I have been a fool many times over for this very reason. Locking myself up in a place inside where no one can touch me. I live in Neverland. A world of my own making to escape the harsh realities of life. A world were I am loved, I have a family, my visions and dreams are important. But in reality, I am not loved by the one I love, all my family is gone, and my visions and dreams come last compared to my everyday needs. Work, bills, well....life. I know why they killed themselves, that voice wispering in your head at night...why, why stay here? Why deal with the pain, the loss, the sufering? Come with me...I'll take you to Neverland. That voice called to me for so long and now in my dreams I hear the voice of a little boy calling me home. But I have faith, no matter how small it gets it will not leave me to rest in peace. I look at my life and I have what....a great house, a car, friends, a fun job. But in all this I am alone and that is where my pain comes from.

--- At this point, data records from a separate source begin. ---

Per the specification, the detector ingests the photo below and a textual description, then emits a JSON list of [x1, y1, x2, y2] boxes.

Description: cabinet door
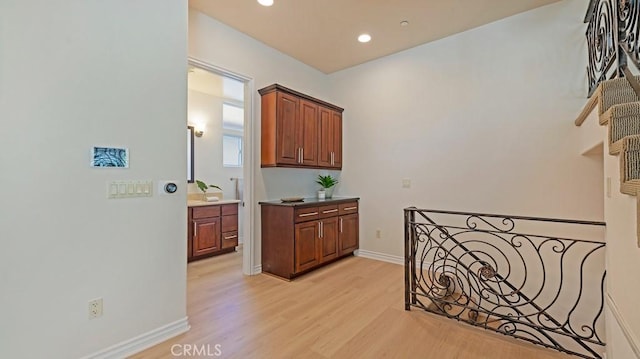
[[318, 107, 334, 167], [295, 221, 320, 273], [299, 100, 318, 166], [276, 92, 302, 165], [331, 111, 342, 168], [192, 217, 220, 256], [187, 208, 193, 261], [338, 213, 360, 255], [320, 217, 338, 262], [318, 107, 342, 168]]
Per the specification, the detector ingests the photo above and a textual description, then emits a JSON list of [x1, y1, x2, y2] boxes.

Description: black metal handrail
[[405, 208, 605, 358], [584, 0, 640, 98]]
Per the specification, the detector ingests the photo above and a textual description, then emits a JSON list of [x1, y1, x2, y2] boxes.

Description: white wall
[[603, 134, 640, 359], [0, 0, 187, 358], [330, 0, 603, 256], [189, 9, 341, 265]]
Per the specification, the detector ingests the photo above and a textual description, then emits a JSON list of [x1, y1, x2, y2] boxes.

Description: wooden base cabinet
[[260, 197, 359, 279], [187, 203, 238, 261]]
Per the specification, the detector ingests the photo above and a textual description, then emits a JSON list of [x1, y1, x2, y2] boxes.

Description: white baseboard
[[354, 249, 404, 266], [606, 293, 640, 359], [83, 317, 190, 359]]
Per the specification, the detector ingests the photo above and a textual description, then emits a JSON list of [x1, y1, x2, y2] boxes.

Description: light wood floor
[[133, 253, 572, 359]]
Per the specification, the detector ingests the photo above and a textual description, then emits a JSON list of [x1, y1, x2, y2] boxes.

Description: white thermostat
[[158, 181, 178, 194]]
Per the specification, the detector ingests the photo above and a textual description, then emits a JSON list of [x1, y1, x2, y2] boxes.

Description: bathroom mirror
[[187, 126, 194, 183]]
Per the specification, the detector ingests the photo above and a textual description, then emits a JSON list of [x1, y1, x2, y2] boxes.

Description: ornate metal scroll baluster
[[585, 0, 640, 96], [405, 208, 604, 358], [585, 0, 618, 95]]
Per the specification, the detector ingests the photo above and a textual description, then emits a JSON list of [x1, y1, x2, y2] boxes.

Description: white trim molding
[[83, 317, 191, 359], [252, 264, 262, 275], [607, 293, 640, 359], [354, 249, 404, 266]]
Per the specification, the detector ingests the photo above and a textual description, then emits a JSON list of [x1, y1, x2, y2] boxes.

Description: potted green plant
[[196, 180, 222, 201], [316, 175, 338, 198]]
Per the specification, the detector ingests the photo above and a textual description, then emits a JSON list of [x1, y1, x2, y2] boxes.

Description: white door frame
[[189, 57, 258, 275]]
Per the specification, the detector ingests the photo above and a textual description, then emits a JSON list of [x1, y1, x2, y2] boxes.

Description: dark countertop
[[258, 196, 360, 207]]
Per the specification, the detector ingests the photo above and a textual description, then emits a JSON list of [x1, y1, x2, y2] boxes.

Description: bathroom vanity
[[187, 200, 240, 261]]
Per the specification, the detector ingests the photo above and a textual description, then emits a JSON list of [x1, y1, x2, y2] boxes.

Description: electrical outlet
[[89, 298, 102, 319]]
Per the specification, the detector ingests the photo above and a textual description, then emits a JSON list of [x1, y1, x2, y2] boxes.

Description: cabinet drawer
[[221, 203, 238, 216], [193, 206, 220, 218], [222, 215, 238, 233], [318, 204, 338, 218], [222, 231, 238, 249], [338, 202, 358, 215], [294, 207, 320, 223]]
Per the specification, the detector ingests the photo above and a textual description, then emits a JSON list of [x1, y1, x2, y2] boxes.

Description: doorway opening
[[187, 58, 255, 275]]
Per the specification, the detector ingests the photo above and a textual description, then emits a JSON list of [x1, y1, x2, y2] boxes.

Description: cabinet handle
[[298, 212, 318, 217]]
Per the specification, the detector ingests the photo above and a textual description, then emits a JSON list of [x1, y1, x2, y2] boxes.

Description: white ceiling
[[189, 0, 559, 73]]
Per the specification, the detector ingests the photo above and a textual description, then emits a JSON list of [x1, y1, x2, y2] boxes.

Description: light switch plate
[[107, 181, 153, 199]]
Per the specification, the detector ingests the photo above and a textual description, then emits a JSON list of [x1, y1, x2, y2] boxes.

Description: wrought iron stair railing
[[405, 208, 606, 358], [584, 0, 640, 98]]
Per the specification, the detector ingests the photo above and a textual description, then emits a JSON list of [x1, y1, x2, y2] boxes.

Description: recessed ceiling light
[[358, 34, 371, 42]]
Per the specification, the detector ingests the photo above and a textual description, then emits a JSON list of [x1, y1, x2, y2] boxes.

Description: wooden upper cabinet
[[318, 107, 342, 169], [298, 100, 318, 166], [258, 84, 344, 169]]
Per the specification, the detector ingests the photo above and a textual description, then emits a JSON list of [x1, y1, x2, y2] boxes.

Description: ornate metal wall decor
[[584, 0, 640, 96], [405, 208, 605, 358]]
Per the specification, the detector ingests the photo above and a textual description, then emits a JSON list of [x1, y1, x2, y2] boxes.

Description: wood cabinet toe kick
[[260, 197, 359, 279]]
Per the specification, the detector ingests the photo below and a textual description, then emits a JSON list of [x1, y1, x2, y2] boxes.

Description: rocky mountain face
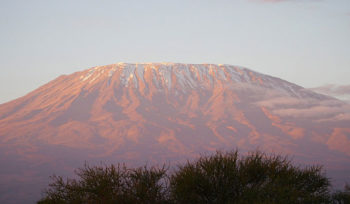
[[0, 63, 350, 202]]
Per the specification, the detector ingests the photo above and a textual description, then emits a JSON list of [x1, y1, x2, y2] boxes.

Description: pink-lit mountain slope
[[0, 63, 350, 203]]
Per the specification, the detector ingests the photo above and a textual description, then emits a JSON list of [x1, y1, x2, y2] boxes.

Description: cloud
[[252, 0, 321, 3], [255, 93, 350, 122], [310, 84, 350, 102]]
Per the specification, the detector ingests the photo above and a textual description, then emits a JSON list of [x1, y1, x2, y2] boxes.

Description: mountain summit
[[0, 63, 350, 201]]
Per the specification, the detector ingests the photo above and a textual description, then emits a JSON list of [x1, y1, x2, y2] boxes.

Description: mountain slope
[[0, 63, 350, 203]]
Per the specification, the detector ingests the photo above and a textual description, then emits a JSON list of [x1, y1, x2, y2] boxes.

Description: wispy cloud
[[252, 0, 321, 3], [311, 84, 350, 101]]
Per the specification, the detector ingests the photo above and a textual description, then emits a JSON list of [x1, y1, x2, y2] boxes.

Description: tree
[[38, 164, 168, 204], [170, 151, 330, 203], [38, 151, 334, 204]]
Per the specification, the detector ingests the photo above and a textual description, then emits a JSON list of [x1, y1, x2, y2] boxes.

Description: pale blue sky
[[0, 0, 350, 103]]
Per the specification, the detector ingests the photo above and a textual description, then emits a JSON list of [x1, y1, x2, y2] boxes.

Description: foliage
[[38, 151, 350, 204], [171, 151, 330, 203], [38, 164, 168, 204]]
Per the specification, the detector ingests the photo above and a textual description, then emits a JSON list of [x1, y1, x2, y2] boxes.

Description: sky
[[0, 0, 350, 104]]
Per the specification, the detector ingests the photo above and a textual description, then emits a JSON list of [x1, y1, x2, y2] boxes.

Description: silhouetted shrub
[[170, 151, 330, 203], [38, 164, 168, 204], [38, 151, 340, 204]]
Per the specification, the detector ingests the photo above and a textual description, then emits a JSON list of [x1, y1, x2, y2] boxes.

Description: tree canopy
[[38, 151, 350, 204]]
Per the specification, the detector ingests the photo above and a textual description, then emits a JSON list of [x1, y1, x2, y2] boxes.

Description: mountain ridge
[[0, 63, 350, 204]]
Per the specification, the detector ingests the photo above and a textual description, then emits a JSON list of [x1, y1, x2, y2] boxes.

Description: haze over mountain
[[0, 63, 350, 202]]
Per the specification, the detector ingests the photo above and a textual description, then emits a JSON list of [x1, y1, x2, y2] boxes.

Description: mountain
[[0, 63, 350, 203]]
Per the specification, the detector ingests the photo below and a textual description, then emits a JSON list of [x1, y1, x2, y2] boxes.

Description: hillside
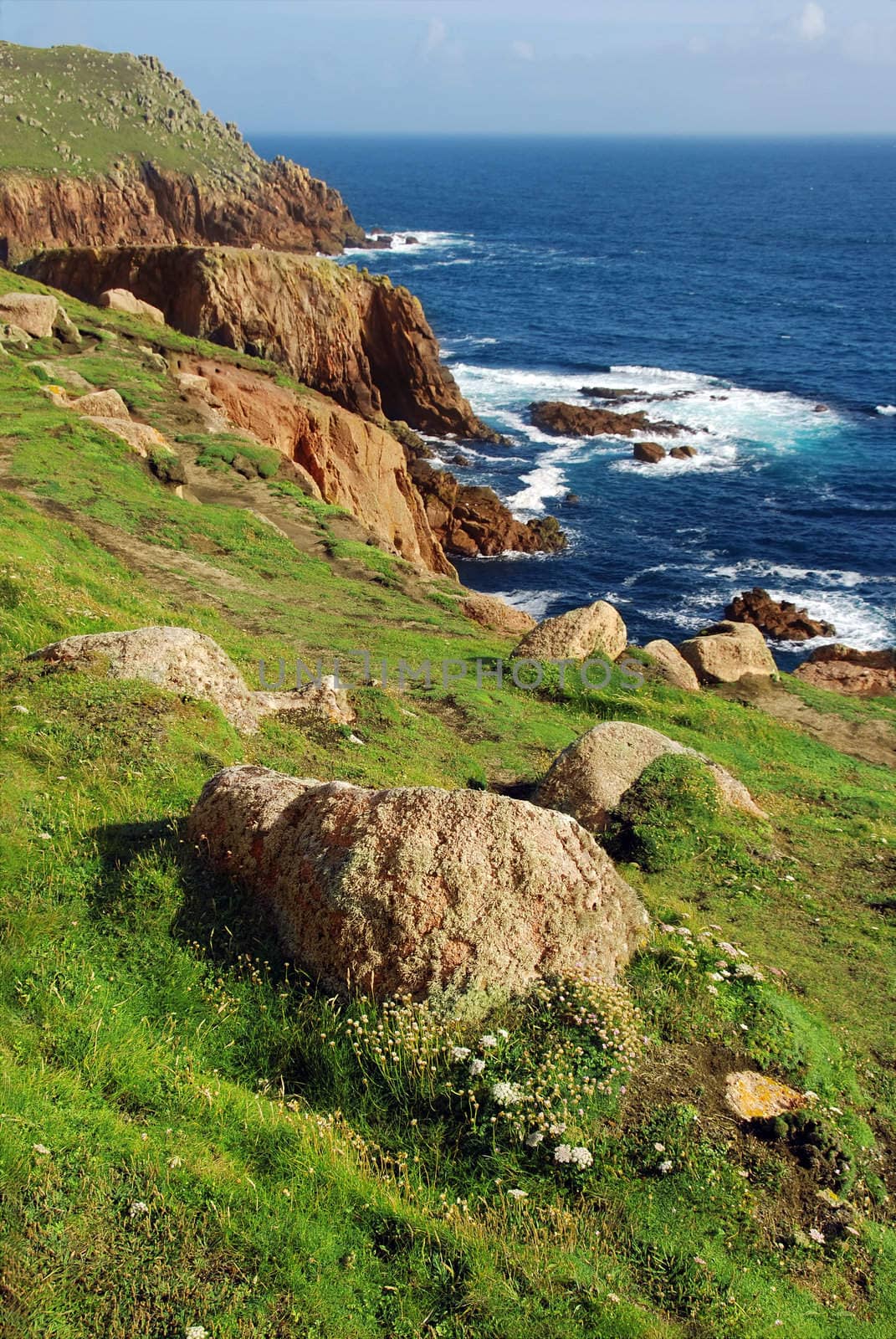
[[0, 42, 364, 259], [0, 272, 896, 1339]]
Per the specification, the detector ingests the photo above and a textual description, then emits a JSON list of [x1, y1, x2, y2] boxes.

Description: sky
[[0, 0, 896, 136]]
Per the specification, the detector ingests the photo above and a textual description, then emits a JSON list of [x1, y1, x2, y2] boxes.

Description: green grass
[[0, 42, 261, 178], [0, 272, 896, 1339]]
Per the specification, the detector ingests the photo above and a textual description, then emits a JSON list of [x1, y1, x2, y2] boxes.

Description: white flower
[[492, 1083, 524, 1106]]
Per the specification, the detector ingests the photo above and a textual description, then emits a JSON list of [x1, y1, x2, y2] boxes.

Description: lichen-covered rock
[[99, 288, 165, 326], [461, 591, 535, 638], [189, 766, 647, 1011], [678, 620, 778, 683], [69, 390, 131, 419], [724, 1070, 807, 1121], [535, 721, 765, 832], [513, 600, 628, 660], [0, 293, 59, 339], [644, 638, 700, 692], [28, 627, 355, 734], [28, 627, 259, 731]]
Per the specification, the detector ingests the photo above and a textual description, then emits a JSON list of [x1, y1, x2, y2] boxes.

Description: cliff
[[23, 246, 497, 440], [0, 43, 364, 264]]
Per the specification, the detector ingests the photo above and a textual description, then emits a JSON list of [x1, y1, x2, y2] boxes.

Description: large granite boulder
[[28, 627, 355, 734], [189, 766, 647, 1013], [724, 587, 837, 641], [678, 620, 778, 683], [513, 600, 628, 660], [793, 643, 896, 698], [535, 721, 765, 832], [99, 288, 165, 326], [644, 638, 700, 692]]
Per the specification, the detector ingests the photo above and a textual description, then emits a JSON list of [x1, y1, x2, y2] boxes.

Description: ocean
[[253, 134, 896, 668]]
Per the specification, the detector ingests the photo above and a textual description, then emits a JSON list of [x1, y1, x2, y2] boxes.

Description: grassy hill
[[0, 42, 261, 182], [0, 266, 896, 1339]]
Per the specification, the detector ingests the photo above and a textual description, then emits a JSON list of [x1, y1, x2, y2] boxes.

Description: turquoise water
[[256, 136, 896, 664]]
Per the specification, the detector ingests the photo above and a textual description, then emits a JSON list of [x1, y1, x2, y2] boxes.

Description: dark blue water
[[250, 136, 896, 664]]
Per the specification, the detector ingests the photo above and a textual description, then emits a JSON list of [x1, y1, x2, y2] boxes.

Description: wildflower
[[492, 1083, 524, 1106]]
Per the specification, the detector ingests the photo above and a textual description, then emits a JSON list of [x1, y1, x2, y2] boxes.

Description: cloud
[[422, 18, 448, 59], [796, 0, 827, 42]]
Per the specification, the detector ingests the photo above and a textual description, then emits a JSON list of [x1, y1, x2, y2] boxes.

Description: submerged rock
[[724, 587, 837, 641], [189, 766, 647, 1011]]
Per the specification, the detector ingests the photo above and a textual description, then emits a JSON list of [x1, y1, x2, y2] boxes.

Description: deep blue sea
[[254, 136, 896, 665]]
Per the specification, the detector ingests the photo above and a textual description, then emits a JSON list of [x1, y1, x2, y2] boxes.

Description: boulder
[[0, 321, 31, 348], [28, 627, 355, 734], [632, 442, 666, 464], [678, 621, 778, 683], [69, 391, 131, 419], [644, 639, 700, 692], [793, 643, 896, 698], [724, 587, 837, 641], [529, 400, 684, 437], [189, 766, 647, 1013], [724, 1070, 807, 1121], [99, 288, 165, 326], [0, 293, 59, 339], [461, 591, 535, 636], [535, 721, 765, 832], [513, 600, 628, 660]]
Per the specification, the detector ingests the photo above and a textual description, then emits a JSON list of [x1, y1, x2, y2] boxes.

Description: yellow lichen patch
[[724, 1070, 806, 1121]]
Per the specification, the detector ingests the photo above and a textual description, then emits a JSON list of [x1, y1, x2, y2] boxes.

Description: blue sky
[[0, 0, 896, 134]]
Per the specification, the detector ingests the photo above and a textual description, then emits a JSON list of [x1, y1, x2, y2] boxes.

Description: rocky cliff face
[[0, 159, 364, 264], [23, 246, 495, 439], [178, 357, 457, 576]]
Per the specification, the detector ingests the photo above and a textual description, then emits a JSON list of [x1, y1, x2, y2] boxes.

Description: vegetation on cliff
[[0, 273, 896, 1339]]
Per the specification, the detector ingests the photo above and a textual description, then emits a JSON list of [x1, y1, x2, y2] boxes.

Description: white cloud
[[423, 18, 448, 58], [796, 0, 827, 42]]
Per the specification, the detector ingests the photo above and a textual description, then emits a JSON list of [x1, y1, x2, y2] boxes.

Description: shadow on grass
[[89, 818, 284, 973]]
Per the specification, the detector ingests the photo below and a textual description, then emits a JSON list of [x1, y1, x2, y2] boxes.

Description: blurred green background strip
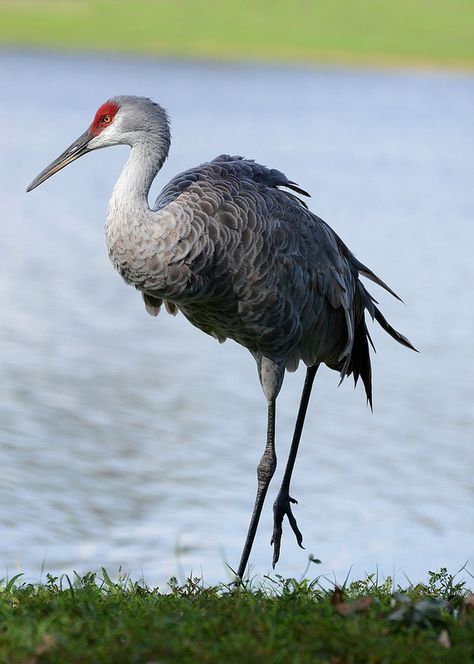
[[0, 0, 474, 69]]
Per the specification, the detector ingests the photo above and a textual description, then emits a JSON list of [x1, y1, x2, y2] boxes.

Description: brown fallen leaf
[[331, 586, 344, 606], [438, 629, 451, 648], [35, 634, 56, 655], [334, 597, 372, 616], [463, 593, 474, 611]]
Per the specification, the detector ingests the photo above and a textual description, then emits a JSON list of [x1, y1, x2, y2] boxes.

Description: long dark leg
[[271, 364, 319, 567], [237, 399, 276, 581]]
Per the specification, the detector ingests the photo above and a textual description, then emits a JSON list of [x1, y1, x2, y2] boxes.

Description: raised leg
[[271, 364, 319, 567], [237, 399, 276, 581]]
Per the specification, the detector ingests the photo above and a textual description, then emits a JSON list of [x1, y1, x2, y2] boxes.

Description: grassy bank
[[0, 570, 474, 664], [0, 0, 474, 69]]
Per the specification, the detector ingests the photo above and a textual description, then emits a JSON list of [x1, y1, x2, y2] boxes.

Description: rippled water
[[0, 52, 474, 583]]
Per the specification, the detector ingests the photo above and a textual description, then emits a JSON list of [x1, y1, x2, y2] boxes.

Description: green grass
[[0, 0, 474, 68], [0, 569, 474, 664]]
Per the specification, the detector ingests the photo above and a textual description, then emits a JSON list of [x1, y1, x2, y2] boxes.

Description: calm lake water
[[0, 52, 474, 584]]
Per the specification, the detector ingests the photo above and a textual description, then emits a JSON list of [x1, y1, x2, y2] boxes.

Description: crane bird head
[[26, 95, 170, 191]]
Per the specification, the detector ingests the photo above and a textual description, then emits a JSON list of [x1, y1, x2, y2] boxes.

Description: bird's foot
[[270, 493, 304, 568]]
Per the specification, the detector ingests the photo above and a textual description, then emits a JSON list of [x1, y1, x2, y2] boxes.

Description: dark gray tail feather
[[347, 316, 375, 410], [345, 281, 418, 409], [374, 307, 419, 353]]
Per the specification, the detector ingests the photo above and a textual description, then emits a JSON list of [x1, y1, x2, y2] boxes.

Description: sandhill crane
[[27, 96, 416, 580]]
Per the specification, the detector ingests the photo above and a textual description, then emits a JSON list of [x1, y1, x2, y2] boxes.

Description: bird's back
[[144, 155, 412, 399]]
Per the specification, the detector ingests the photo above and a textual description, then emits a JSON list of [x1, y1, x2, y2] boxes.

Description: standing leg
[[271, 364, 319, 567], [237, 399, 276, 581]]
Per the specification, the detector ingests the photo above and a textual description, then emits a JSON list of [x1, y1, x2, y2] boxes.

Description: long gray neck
[[107, 133, 169, 220]]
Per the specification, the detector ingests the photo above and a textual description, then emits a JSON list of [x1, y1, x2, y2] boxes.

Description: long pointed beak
[[26, 129, 93, 191]]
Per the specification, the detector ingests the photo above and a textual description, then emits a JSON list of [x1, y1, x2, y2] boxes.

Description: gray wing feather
[[149, 155, 409, 400]]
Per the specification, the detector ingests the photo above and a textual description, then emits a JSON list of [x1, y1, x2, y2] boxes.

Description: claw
[[270, 495, 304, 569]]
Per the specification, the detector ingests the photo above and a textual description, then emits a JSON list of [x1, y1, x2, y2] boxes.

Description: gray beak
[[26, 129, 93, 191]]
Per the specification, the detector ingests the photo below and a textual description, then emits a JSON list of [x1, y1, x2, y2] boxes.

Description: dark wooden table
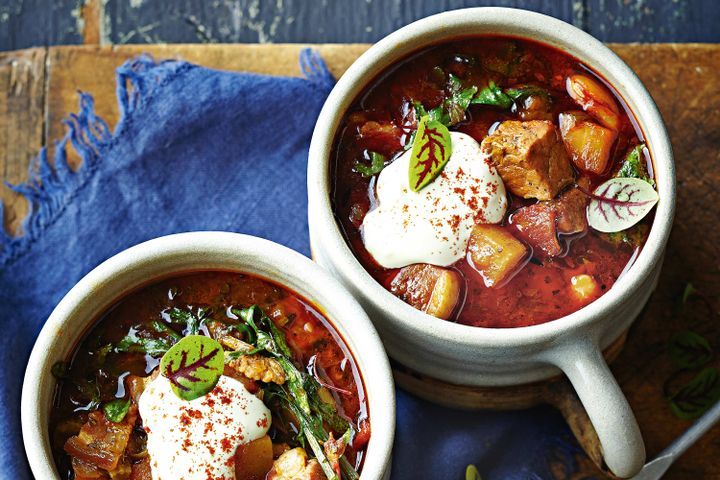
[[0, 44, 720, 480], [0, 0, 720, 51]]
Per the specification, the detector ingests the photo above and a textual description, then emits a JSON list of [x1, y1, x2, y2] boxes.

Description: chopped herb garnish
[[615, 143, 655, 187], [115, 328, 177, 357], [103, 398, 130, 423], [233, 305, 359, 480], [505, 85, 550, 100], [167, 307, 210, 335], [471, 81, 513, 108], [353, 152, 387, 177], [465, 464, 482, 480]]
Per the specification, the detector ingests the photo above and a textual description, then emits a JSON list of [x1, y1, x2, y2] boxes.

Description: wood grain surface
[[0, 0, 720, 51], [0, 44, 720, 479]]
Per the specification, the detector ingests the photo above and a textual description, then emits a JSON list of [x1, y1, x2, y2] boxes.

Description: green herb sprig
[[233, 305, 360, 480]]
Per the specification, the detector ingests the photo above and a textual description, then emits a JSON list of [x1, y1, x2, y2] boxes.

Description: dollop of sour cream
[[362, 132, 507, 268], [138, 375, 272, 480]]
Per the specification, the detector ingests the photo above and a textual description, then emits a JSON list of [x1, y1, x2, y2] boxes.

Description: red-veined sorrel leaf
[[160, 335, 225, 400], [408, 117, 452, 192], [585, 178, 658, 233]]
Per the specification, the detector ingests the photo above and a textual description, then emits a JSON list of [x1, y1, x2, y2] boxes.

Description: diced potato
[[480, 120, 575, 200], [263, 447, 326, 480], [566, 75, 620, 130], [558, 112, 617, 175], [570, 273, 600, 301], [390, 263, 462, 319], [235, 435, 273, 480], [468, 225, 528, 287], [510, 202, 563, 257], [518, 95, 552, 121]]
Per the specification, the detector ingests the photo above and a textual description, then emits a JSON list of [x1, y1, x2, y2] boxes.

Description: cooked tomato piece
[[566, 75, 620, 130], [65, 412, 132, 470], [360, 121, 403, 156]]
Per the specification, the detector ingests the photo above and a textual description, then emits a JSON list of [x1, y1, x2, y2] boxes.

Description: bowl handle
[[552, 339, 645, 478]]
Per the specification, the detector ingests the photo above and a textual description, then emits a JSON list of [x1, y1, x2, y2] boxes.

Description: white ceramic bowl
[[21, 232, 395, 480], [308, 8, 675, 477]]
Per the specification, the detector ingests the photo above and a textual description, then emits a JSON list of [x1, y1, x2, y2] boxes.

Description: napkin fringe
[[0, 52, 335, 267], [0, 55, 195, 267]]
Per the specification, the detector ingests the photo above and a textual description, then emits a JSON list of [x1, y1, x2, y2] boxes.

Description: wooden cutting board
[[0, 44, 720, 480]]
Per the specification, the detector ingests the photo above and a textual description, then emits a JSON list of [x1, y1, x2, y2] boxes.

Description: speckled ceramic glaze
[[21, 232, 395, 480], [308, 8, 675, 477]]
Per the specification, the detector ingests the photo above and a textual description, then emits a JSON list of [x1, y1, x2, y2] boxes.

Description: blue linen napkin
[[0, 51, 579, 480]]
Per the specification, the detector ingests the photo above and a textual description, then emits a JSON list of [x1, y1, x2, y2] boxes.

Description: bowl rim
[[307, 7, 675, 349], [21, 232, 395, 479]]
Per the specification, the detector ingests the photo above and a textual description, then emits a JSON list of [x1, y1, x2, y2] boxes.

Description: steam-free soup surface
[[332, 37, 652, 327], [49, 271, 370, 480]]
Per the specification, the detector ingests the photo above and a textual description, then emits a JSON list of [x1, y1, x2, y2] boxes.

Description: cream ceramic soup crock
[[308, 8, 675, 477], [21, 232, 395, 480]]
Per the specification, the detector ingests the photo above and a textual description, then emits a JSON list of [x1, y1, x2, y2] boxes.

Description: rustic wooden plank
[[614, 45, 720, 479], [105, 0, 584, 43], [0, 48, 47, 231], [0, 45, 720, 479], [0, 0, 720, 50]]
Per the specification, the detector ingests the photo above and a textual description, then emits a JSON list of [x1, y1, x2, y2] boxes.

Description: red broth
[[331, 36, 652, 327], [49, 271, 370, 479]]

I loved you, and though I am angry and take it out on you a lot, I still love you. I hope you don't take it for granted and that you take a bit of joy from that knowledge. I just wish that I didn't have to give up on you. I wish that it wasn't a choice. But it wasn't mine. I must accept that and leave well alone. I know you think I am a liar. I know you think I am a bitch and only do things for my own benefit. I know you don't think much of me. But does your heart tell you the same thing. I mean without out the fear and judgementality. Without the past or future. Without the complication and the caotic existance of life. For when I take everything out of the equation the small fact remains that you will always have a place in my heart. The simple fact remains is that I love you. Not for a future, not for anything either than I know you and that brings joy to my heart.

Silence. I'm use to silence. The pain of the quiet words saying goodbye. It hurts, for when I see my son I see you as well, in my dreams ofcourse and it hurts me to know I lost the family that I have always dreamed of.